デバイス分析機能により、クライアントデバイスのエンタープライズ Wi-Fi エクスペリエンスを強化し、シームレスな接続性を確保することができます。この機能により、ワイヤレス クライアント デバイスの動作を分析するための一連のデータ分析ツールが提供されます。コントローラでデバイスプロファイリングを有効にすると、クライアントデバイスとコントローラおよび AP の間で情報が交換されます。このデータは、デバイスのセキュリティを確保するために、AES-256-CBC を使用して暗号化されます。

Cisco IOS XE Bengaluru 17.6.1 以降では、この機能が AC9560、AC8561、AX201、AX200、AX1650、AX210、AX211、および AX1675 チップセットを搭載した Intel デバイスでサポートされます。Intel デバイスから受信したデバイス情報およびその他の情報は、Cisco Catalyst Center と共有されます。この情報も、コントローラでのデバイスプロファイリングを強化するために使用されます。


(注)  


Cisco IOS XE Dublin 17.12.1 以降では、MacBook デバイスがモデル情報とともに 11k アクションフレームを送信する場合、コントローラで MacBook 分析がサポートされます。



(注)  


iPhone や iPad などの Apple クライアントは、802.11k アクションフレームを使用してデバイス情報をコントローラに送信します。802.11k アクションフレームの送信に失敗した場合、コントローラは 802.11 プロトコルに基づくデバイス分類を実行しません。そのため、HTTP および DHCP プロトコルに基づくレガシーのデバイス分類にフォールバックします。


デバイス分析の制限事項

  • この機能は、シスコデバイスのエコシステムパートナーにのみ適用されます。

  • この機能は、802.11ax および Wave 2 AP でのみサポートされています。

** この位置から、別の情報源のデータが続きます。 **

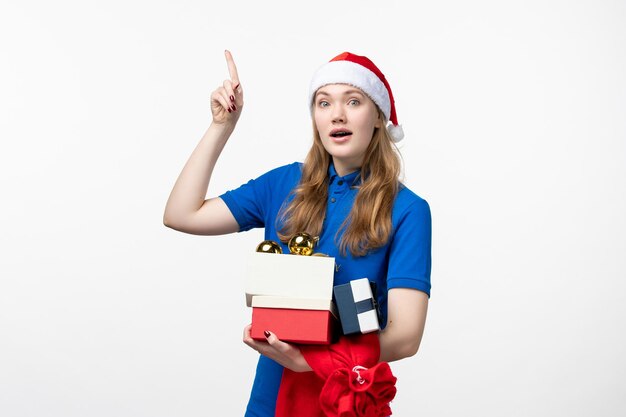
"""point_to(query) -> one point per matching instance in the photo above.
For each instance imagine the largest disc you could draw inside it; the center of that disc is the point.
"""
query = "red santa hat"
(359, 71)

  • この機能は、ローカルモードまたは FlexConnect モードのいずれかの中央認証を使用してサポートされます。

  • Intel デバイスをサポートするには、AP に PMF 機能があり、WLAN で PMF が任意または必須に設定されている必要があります。

デバイス分析の設定(GUI)

手順


ステップ 1

[Configuration] > [Tags & Profiles] > [WLANs] を選択します。

ステップ 2

[WLANs] ページで、WLAN の名前をクリックします。

ステップ 3

[Edit WLAN] ウィンドウで、[Advanced] タブをクリックします。

ステップ 4

[Device Analytics] セクションで、[Advertise Support] チェックボックスをオンにします。

ステップ 5

WLAN で PC 分析サポートを有効にするには、[Advertise PC Analytics Support] チェックボックスをオンにします。

ステップ 6

(任意) [Device Analytics] セクションで、[Share Data with Client] チェックボックスをオンにします。

ステップ 7

[Update & Apply to Device] をクリックします。


デバイス分析の設定(CLI)

手順

  コマンドまたはアクション 目的

ステップ 1

configure terminal

例:

Device# configure terminal

グローバル コンフィギュレーション モードを開始します。

ステップ 2

wlan wlan-name wlan-id SSID-name

例:

Device(config)# wlan device_analytics 1 device_analytics

WLAN コンフィギュレーション サブモードを開始します。

  • wlan-name :プロファイル名を入力します。入力できる範囲は英数字で 1 ~ 32 文字です。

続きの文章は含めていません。